Opfer von Seleka-Rebellen: Schwere Menschenrechtsverletzungen waren zwischen 2003 und 2013 an der TagesordnungBild: Amnesty International/Godfrey Byaruhanga

Kann man der Arbeit des Sondertribunals vertrauen?

"Das Tribunal wird unabhängig sein. Es wird von Seiten der Politik keinerlei Beeinflussung der Arbeit des Sonderstrafgerichtshofs geben. Richter und alle übrigen Mitarbeiter des Tribunals werden vollständig unabhängig sein, sie werden keinerlei Einschränkungen, welcher Art auch immer, bei ihrer Arbeit erfahren", betont Justizminister Flavien Mbata. Bei den Ermittlungen selbst würde niemand ausgespart, weder die Reichen noch die politisch Mächtigen: "Das Gericht hat die Aufgabe, jegliches schwere Verbrechen gegen die Menschlichkeit, das in der Zentralafrikanischen Republik verübt wurde, aufzuarbeiten. Es wird keinerlei Ausnahmen geben."

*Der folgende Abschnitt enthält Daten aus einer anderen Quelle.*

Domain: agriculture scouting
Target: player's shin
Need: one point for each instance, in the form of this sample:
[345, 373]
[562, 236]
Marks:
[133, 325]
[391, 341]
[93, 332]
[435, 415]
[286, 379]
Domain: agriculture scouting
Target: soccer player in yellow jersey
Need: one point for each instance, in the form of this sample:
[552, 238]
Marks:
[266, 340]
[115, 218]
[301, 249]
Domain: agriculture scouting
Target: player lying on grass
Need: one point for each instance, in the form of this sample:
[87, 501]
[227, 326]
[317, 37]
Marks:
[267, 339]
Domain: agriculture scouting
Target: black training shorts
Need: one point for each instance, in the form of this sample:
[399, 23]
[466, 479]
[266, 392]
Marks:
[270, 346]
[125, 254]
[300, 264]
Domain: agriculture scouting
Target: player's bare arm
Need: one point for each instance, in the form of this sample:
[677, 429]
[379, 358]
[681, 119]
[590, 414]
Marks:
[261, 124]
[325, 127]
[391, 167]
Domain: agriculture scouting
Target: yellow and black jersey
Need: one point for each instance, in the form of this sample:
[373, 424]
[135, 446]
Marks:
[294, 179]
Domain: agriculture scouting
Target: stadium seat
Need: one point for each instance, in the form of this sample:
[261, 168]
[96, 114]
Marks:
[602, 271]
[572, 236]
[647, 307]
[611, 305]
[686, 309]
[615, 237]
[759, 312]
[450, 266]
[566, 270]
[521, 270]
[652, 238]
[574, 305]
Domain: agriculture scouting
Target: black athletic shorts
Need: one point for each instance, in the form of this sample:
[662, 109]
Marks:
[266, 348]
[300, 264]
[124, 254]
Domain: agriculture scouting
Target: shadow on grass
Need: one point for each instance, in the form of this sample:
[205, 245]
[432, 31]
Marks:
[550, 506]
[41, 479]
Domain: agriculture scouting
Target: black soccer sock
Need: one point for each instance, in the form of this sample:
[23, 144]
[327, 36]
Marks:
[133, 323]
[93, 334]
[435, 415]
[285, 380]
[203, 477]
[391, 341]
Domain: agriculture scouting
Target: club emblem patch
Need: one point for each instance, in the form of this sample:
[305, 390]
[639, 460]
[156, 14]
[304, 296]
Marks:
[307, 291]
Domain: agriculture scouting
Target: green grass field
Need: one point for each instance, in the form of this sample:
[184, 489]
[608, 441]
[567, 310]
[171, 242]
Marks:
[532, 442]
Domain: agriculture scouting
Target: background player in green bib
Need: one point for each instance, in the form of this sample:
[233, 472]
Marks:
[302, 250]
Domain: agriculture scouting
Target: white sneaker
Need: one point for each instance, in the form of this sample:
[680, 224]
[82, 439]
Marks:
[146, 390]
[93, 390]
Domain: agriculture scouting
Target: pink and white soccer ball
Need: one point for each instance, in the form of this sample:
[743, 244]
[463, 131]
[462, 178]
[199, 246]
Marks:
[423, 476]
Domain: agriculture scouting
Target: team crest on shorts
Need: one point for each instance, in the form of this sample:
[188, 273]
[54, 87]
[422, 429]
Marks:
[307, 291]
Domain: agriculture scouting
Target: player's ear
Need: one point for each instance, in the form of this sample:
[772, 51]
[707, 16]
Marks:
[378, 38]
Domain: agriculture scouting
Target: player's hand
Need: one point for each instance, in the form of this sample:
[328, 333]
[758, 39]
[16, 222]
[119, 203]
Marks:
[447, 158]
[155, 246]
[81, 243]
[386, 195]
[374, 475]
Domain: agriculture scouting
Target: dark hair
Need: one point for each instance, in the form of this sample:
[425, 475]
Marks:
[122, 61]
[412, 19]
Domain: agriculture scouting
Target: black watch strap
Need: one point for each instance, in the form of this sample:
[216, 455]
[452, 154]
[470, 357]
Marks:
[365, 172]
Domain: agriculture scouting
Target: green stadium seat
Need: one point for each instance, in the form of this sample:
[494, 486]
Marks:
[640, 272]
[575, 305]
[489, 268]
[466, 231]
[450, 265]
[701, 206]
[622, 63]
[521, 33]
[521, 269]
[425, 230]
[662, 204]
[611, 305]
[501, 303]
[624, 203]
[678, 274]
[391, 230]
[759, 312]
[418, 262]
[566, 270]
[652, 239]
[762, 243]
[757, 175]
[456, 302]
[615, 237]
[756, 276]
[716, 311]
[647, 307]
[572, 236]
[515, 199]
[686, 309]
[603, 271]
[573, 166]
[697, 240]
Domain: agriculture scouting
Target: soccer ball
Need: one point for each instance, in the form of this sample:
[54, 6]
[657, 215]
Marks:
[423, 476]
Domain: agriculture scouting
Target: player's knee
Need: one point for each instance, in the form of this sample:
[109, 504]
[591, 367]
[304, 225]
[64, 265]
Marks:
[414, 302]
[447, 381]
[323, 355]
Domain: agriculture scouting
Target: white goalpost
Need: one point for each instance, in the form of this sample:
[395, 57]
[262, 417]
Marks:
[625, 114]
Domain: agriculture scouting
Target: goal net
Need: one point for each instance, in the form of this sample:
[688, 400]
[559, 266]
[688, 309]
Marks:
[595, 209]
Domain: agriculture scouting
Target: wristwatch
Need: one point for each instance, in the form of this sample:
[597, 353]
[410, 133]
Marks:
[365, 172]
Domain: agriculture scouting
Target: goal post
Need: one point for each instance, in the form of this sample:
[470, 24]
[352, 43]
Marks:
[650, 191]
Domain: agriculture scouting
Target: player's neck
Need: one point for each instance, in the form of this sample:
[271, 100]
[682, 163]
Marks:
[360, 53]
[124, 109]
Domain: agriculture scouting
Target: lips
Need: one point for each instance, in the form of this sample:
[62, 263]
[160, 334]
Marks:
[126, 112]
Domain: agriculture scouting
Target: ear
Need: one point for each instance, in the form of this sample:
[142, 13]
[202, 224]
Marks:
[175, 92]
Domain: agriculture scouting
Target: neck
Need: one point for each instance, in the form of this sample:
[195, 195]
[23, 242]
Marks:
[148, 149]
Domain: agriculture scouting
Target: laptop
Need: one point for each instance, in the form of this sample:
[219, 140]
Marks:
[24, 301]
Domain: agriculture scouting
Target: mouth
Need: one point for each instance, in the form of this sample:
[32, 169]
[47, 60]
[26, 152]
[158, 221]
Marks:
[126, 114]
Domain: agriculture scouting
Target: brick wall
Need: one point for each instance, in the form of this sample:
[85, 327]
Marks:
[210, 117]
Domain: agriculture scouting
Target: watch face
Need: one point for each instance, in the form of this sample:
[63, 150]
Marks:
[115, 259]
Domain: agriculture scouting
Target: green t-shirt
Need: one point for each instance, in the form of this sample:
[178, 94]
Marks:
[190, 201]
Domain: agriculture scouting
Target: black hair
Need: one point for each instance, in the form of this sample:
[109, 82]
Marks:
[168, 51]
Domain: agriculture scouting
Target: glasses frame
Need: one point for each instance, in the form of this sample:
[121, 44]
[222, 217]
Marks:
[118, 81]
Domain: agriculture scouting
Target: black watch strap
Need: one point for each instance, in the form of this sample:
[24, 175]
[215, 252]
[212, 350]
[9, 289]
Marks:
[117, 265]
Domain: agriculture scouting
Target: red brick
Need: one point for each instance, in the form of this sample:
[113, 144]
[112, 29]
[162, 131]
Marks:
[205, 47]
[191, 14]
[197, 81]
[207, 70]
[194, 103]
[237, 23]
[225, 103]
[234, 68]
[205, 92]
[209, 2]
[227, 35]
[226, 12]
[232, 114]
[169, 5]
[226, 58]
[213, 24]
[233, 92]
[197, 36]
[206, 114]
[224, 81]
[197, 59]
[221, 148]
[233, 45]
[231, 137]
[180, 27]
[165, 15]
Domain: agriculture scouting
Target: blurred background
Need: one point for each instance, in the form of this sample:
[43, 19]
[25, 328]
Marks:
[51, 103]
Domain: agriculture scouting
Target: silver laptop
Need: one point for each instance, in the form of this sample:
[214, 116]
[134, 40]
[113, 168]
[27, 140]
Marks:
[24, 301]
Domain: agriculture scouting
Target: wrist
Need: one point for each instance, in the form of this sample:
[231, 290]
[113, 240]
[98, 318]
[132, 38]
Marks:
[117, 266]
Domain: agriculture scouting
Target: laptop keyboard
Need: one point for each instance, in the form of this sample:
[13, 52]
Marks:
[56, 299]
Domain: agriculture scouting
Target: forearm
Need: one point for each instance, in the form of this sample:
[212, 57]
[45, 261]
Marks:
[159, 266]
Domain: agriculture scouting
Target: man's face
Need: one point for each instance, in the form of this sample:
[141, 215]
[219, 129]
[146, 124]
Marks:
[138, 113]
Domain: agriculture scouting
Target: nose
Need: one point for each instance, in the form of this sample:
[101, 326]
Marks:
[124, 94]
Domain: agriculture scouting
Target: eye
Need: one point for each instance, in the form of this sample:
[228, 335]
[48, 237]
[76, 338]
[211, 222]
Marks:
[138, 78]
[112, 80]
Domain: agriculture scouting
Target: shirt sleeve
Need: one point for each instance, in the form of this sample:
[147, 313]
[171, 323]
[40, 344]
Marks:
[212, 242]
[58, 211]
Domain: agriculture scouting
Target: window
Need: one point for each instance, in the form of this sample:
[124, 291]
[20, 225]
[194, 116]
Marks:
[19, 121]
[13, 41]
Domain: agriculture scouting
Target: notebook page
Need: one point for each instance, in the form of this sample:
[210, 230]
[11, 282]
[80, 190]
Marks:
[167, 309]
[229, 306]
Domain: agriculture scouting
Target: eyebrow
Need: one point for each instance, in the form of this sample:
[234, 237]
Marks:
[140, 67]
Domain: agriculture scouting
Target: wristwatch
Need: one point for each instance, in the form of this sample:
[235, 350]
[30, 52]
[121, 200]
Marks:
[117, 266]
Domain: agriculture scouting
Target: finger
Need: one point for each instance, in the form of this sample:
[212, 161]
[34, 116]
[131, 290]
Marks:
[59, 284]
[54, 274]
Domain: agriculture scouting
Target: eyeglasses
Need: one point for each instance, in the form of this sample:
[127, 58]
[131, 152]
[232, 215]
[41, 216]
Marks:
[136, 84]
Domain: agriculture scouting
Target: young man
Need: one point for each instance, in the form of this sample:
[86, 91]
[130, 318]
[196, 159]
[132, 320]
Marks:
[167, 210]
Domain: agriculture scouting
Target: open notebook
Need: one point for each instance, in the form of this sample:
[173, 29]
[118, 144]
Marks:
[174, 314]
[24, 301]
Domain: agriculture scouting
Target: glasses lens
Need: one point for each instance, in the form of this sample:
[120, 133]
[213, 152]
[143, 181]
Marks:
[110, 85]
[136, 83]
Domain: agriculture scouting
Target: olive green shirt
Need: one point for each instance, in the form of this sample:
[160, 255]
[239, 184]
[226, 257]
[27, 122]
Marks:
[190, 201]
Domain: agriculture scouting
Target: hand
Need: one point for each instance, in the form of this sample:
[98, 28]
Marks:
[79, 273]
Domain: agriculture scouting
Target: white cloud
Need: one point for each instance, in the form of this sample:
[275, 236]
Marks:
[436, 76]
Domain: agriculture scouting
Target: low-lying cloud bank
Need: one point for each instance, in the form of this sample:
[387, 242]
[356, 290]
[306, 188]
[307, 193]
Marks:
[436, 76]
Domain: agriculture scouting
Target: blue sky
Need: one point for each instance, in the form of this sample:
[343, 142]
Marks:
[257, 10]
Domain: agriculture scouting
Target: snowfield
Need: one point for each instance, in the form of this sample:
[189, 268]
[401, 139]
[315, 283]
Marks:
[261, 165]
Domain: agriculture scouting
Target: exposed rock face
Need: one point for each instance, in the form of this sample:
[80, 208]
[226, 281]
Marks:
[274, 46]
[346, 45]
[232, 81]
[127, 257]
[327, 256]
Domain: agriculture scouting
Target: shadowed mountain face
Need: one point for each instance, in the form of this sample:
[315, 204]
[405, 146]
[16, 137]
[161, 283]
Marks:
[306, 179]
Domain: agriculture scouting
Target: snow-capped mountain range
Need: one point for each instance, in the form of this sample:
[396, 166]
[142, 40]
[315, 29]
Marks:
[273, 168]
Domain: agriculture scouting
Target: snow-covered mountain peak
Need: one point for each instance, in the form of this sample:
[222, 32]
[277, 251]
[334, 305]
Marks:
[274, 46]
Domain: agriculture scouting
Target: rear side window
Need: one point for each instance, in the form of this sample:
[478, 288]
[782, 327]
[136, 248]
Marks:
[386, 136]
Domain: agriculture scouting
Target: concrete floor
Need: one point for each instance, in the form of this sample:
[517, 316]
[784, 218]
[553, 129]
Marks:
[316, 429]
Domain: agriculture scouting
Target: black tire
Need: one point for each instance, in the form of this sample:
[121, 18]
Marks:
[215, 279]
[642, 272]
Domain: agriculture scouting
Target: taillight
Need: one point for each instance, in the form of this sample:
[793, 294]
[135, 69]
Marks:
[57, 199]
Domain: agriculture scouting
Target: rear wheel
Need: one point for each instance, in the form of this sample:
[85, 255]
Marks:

Etwas skeptischer sieht es Menschenrechtsaktivist Fernand Mande-Djapou: Bei den Menschen in der Zentralafrikanischen Republik gebe es große Skepsis gegenüber Sonderstrafgerichten. "Viele Bürger haben mitbekommen, was beim Internationalen Strafgerichthof in Den Haag in der Causa Jean-Pierre Bemba herausgekommen ist, nämlich ein Freispruch. Und viele fragen sich: Wird hier in der ZAR das gleiche passieren? Werden die Mörder hier ebenfalls ohne Verurteilung davonkommen?"